The Reverend Thomas Rigby left the parish of Parr on Merseyside in December 1867 to take up a new post in Sheffield. His diary entries over the festive season give details of his first impressions of Sheffield, including the boisterous merrymaking of New Year’s Eve in the town:
1 January 1868: ‘Last evening my slumber was frequently broken by the tumults in the streets. There seems to be a custom here – “Sheffield” – of youths dressing themselves up in the most ridiculous costume and going from door to door and screaming a kind of song or hymn, which ends with the words ‘May God send you a happy New Year’.

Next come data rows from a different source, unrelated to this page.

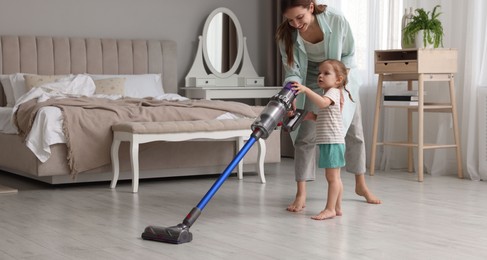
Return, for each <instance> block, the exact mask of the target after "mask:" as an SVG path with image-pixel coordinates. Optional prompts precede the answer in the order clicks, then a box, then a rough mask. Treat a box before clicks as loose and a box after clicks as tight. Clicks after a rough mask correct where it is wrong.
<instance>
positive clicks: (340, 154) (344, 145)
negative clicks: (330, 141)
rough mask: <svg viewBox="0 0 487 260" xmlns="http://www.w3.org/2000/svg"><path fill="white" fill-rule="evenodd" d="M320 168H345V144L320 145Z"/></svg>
mask: <svg viewBox="0 0 487 260" xmlns="http://www.w3.org/2000/svg"><path fill="white" fill-rule="evenodd" d="M318 147H319V148H320V157H319V159H318V167H319V168H341V167H343V166H345V144H318Z"/></svg>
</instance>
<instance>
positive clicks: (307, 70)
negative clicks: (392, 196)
mask: <svg viewBox="0 0 487 260" xmlns="http://www.w3.org/2000/svg"><path fill="white" fill-rule="evenodd" d="M281 12H282V15H283V16H284V19H285V20H284V21H283V23H282V24H281V25H280V26H279V28H278V29H277V33H276V39H277V42H278V44H279V49H280V52H281V57H282V63H283V65H284V70H285V80H284V81H285V82H298V83H301V84H303V85H306V86H308V87H310V88H311V89H313V90H314V91H316V92H318V91H321V90H320V88H319V87H318V86H317V81H316V79H317V78H318V65H319V63H320V62H321V61H323V60H326V59H337V60H340V61H342V62H343V63H344V64H345V65H346V66H347V67H348V68H349V69H351V70H350V72H349V87H350V90H351V92H352V96H354V97H356V98H355V101H356V102H355V103H354V102H352V101H351V100H349V99H345V103H344V107H343V124H344V129H346V136H345V144H346V152H345V159H346V161H347V165H346V170H347V171H348V172H351V173H354V174H355V192H356V193H357V194H358V195H359V196H363V197H365V199H366V201H367V202H368V203H371V204H380V203H381V201H380V200H379V199H378V198H377V197H376V196H375V195H374V194H372V193H371V192H370V191H369V190H368V187H367V185H366V183H365V176H364V173H365V171H366V168H365V144H364V134H363V129H362V119H361V112H360V103H359V98H358V97H359V93H358V87H359V85H358V84H357V82H356V80H357V77H356V76H355V75H354V70H353V68H354V65H355V64H354V52H355V49H354V39H353V35H352V32H351V30H350V26H349V24H348V22H347V20H346V19H345V18H344V17H343V16H342V15H339V14H337V13H334V12H333V11H330V10H327V8H326V5H316V2H315V0H281ZM296 106H300V107H302V106H304V109H306V110H307V111H313V112H315V113H316V112H317V111H318V109H317V107H316V106H315V105H314V104H313V103H312V102H310V101H308V100H307V98H305V97H304V100H298V101H297V103H296ZM294 139H295V140H294V148H295V154H294V159H295V175H296V182H297V193H296V198H295V200H294V202H293V203H291V204H290V205H289V206H288V207H287V210H289V211H292V212H298V211H301V210H303V208H304V207H305V206H306V205H305V203H306V182H307V181H312V180H314V179H315V170H316V169H315V168H316V164H315V161H316V151H315V149H316V148H315V124H314V122H311V121H308V120H307V121H303V123H302V124H301V125H300V128H299V130H298V131H297V134H296V136H295V138H294Z"/></svg>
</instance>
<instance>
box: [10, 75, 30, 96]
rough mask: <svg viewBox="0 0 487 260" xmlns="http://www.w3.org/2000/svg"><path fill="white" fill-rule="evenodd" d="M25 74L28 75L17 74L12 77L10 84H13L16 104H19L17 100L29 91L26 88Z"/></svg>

Furthermore, he added ‘…if the door be not opened, a good attempt is made to break the bell’. All this was, he concluded, ‘an intolerable nuisance’ - a far cry from the night before when he reported to be ‘much pleased with the music of a brass band and hymns sung by a well-trained choir’.
Such was the vicar's dismay at the townsfolk's revelry, he dedicated a full page in his diary to describing the night's activities!
Pictured: manuscript diary of Rev. T. Rigby, for 1868, as curate of St George’s (then a perpetual curacy of Sheffield) (Sheffield Archives: PR62); engraving of St George's Church, Brook Hill (Picture Sheffield: s04737).